As medidas unilaterais aplicam um imposto sobre a receita mais do que um imposto de renda. Desta forma, as empresas não podem se beneficiar das perdas fiscais e não se beneficiam de créditos fiscais. Tratados de tributação dupla se aplicam apenas a impostos de renda e o ISD não estará no escopo.

Questões ainda abertas

Medidas unilaterais são consideradas medidas intermediárias que serão substituídas pelas regulações da OCDE uma vez que o consenso tenha sido atingido. E ainda assim, quão perto a OCDE está de atingir um consenso? A resposta para esta pergunta depende da disposição política, mas também do número de questões de destaque, que são inúmeras. Há muitas áreas que precisam ser clarificadas e o resumo abaixo indica apenas algumas das principais:

  • Como a taxação dupla será evitada? Haverá uma necessidade de revisar os tratados de tributação dupla e isto será factível?
  • Como será o mecanismo de restituição de impostos e qual será o papel de autoridades fiscais?
  • Como todas as regras se encaixam (corporação controladas internacionalmente (CFCs), renda global intangível de baixa tributação (GILTI), etc.) e qual seria a sequência de aplicação?
  • Qual será o mecanismo para substituir as medidas unilaterais?
  • Todas estas são questões que requerem clarificação, e não são fáceis de responder, o que nos leva a pensar que o consenso não será fácil de atingir.

O que esperar no futuro

Ainda que haja um acordo de que a economia digital precisa ser tributada de maneira diferente e que precisamos sair do “vínculo” físico, a definição do novo mundo tributário ainda está em discussão porque precisa garantir a neutralidade tributária, a fim de facilitar um comércio justo e evitar a implementação de impostos discriminatórios.
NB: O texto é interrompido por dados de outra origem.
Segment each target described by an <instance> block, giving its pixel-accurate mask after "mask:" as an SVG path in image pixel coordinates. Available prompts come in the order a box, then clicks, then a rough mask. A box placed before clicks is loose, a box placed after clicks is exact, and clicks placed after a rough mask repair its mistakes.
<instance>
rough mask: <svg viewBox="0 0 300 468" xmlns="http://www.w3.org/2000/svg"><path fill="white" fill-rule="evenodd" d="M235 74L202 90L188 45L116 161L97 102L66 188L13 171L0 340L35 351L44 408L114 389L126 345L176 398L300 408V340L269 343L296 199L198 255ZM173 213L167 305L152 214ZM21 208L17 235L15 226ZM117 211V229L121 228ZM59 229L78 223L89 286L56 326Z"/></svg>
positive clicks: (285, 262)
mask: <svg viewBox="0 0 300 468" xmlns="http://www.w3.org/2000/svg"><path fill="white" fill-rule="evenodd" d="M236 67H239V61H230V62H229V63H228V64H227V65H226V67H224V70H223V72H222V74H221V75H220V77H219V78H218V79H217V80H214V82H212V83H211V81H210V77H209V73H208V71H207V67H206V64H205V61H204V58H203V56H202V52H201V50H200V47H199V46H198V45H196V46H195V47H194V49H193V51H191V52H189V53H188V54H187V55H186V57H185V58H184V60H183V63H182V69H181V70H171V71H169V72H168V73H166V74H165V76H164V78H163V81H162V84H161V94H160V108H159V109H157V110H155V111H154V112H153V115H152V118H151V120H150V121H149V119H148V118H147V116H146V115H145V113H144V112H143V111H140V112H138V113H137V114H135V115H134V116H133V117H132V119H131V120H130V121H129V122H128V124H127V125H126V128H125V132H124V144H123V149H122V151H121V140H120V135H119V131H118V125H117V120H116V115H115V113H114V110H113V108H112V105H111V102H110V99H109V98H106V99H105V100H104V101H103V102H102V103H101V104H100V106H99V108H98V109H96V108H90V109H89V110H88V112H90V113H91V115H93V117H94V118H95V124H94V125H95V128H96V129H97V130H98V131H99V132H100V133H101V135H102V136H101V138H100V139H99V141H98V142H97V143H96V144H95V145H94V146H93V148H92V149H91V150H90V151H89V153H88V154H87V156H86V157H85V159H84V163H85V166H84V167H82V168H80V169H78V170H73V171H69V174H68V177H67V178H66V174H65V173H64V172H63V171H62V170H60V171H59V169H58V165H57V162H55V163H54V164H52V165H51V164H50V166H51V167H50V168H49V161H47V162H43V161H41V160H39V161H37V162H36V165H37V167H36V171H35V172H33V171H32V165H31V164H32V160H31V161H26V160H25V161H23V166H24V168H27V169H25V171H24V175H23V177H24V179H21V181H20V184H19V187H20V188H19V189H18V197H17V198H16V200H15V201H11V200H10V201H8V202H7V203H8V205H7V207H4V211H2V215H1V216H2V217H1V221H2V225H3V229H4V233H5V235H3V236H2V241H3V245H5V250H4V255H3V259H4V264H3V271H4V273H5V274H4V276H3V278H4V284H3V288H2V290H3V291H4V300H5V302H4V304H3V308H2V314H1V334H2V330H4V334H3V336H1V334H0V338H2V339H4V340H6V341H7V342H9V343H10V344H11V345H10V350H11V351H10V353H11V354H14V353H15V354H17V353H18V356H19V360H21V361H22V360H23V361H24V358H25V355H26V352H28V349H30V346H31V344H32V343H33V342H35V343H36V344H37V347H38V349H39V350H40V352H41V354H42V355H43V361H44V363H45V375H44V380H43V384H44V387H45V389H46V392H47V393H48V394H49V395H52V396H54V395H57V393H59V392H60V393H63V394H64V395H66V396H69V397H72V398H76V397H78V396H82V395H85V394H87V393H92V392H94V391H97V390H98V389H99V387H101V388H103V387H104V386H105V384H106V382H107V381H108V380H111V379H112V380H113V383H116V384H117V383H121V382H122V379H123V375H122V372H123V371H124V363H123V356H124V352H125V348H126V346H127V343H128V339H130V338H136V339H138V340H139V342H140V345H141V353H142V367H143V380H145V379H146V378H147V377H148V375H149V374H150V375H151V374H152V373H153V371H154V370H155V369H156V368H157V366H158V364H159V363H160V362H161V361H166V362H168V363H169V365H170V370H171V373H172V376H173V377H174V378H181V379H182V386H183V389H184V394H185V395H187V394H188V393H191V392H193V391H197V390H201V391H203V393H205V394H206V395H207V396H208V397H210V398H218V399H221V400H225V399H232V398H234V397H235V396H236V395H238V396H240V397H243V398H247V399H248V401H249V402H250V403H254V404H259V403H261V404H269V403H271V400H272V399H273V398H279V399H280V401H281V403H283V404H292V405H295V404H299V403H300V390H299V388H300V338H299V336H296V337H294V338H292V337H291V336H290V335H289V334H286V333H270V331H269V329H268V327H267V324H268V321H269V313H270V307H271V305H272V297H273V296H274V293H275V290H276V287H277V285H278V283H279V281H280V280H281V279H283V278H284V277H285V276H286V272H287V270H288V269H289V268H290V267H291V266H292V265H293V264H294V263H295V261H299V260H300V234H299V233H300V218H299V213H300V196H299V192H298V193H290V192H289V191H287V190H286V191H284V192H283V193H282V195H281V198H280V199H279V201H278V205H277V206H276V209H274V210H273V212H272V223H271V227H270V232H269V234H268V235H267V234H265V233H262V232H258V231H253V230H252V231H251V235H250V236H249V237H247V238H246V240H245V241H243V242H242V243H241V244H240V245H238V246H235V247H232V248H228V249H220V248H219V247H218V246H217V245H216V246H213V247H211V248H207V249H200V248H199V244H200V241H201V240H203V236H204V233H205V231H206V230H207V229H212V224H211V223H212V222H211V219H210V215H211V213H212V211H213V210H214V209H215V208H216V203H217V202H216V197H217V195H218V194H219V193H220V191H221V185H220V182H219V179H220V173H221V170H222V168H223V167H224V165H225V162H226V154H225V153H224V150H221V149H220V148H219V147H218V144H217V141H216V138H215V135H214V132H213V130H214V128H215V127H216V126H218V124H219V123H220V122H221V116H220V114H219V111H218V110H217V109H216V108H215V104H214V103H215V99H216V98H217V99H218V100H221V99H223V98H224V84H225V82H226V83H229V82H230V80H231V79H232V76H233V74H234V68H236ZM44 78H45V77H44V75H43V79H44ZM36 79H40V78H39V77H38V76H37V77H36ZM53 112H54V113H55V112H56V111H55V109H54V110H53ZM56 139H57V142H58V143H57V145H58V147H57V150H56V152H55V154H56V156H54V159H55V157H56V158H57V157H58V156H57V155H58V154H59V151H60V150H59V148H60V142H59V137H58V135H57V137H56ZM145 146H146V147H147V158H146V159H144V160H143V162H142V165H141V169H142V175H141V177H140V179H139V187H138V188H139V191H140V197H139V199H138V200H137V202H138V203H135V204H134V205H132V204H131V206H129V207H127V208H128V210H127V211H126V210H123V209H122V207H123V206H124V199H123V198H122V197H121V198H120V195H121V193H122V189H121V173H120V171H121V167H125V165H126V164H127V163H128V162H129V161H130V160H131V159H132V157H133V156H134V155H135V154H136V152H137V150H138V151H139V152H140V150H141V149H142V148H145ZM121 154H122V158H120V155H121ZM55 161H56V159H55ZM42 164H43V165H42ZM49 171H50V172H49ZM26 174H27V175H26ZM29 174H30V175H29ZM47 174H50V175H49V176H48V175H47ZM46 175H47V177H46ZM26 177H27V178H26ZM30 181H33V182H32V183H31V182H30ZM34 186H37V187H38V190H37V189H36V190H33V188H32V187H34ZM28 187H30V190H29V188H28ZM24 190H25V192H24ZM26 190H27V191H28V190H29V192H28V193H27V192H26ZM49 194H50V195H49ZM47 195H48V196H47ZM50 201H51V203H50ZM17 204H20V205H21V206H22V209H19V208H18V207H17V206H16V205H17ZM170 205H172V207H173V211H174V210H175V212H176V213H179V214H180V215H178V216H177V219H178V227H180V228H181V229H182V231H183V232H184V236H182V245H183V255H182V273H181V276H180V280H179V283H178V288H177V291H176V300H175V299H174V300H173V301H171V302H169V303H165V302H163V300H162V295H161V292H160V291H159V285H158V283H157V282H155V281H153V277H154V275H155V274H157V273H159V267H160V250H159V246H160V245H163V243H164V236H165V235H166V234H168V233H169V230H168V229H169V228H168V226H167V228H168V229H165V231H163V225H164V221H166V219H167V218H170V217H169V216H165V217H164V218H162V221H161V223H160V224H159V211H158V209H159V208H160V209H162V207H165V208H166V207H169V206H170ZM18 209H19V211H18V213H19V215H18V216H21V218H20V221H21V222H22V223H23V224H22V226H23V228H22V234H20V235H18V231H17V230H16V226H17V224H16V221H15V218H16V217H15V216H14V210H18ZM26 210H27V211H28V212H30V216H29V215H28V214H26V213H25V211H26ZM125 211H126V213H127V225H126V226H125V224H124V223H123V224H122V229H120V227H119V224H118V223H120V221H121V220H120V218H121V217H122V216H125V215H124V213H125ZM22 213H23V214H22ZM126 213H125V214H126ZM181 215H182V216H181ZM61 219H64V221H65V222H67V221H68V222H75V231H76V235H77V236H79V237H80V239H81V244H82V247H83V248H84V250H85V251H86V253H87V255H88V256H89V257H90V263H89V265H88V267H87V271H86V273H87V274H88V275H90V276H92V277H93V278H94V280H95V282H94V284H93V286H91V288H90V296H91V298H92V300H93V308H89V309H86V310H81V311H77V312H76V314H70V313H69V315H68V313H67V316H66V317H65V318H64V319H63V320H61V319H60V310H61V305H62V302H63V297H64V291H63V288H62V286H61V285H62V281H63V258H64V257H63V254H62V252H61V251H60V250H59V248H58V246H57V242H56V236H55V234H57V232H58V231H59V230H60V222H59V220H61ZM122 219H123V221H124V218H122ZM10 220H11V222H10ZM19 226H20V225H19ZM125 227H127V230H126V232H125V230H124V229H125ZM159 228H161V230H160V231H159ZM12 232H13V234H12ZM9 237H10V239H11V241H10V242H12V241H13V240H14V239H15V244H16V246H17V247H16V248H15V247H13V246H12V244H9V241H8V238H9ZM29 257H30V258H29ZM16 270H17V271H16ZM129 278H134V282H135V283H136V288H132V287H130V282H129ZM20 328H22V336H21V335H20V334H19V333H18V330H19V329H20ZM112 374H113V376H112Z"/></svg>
Ajustar o imposto para todos não é uma coisa fácil de conseguir, mas é uma necessidade. Espera-se que os elaboradores de políticas não foquem nas questões atuais (como taxar a economia digital), mas irão um passo além e pensarão sobre criar uma estrutura fiscal ágil que será capaz de responder rapidamente aos desafios do novo mundo econômico.

Pontos de planejamento

Muitos países anunciaram a implementação de medidas unilaterais e ainda mais países (Letônia, Noruega) anunciaram sua intenção de se mover na mesma direção. Considerando que não há uma abordagem consistente em termos de como as medidas unilaterais são aplicadas, recomendamos que empresas:

  • Monitorem de perto as mudanças locais e não pensem que estes não se aplicarão aos seus negócios. O escopo de implementação pode ser mais amplo do que você está acostumado em outros países.
  • Fiquem preparadas para requerimentos adicionais de relatórios e para mais segmentações de receitas.
  • Fiquem preparadas para uma atuação ampliada de autoridades fiscais, que requererão relatórios ainda mais detalhados para garantir a implementação correta.
  • Construam o nível correto de expertise tributária. As regras não são consistentes, e você precisa monitorar e gerenciar as diversas provisões.
  • Preparem-se para medidas retaliatórias. Os EUA já indicaram que não estão de acordo com os desenvolvimentos de ISD e medidas unilaterais, e estão buscando introduzir tarifas em resposta.
  • Avaliem o impacto sobre suas próprias lucratividades e decidam se o custo será repassado para consumidores.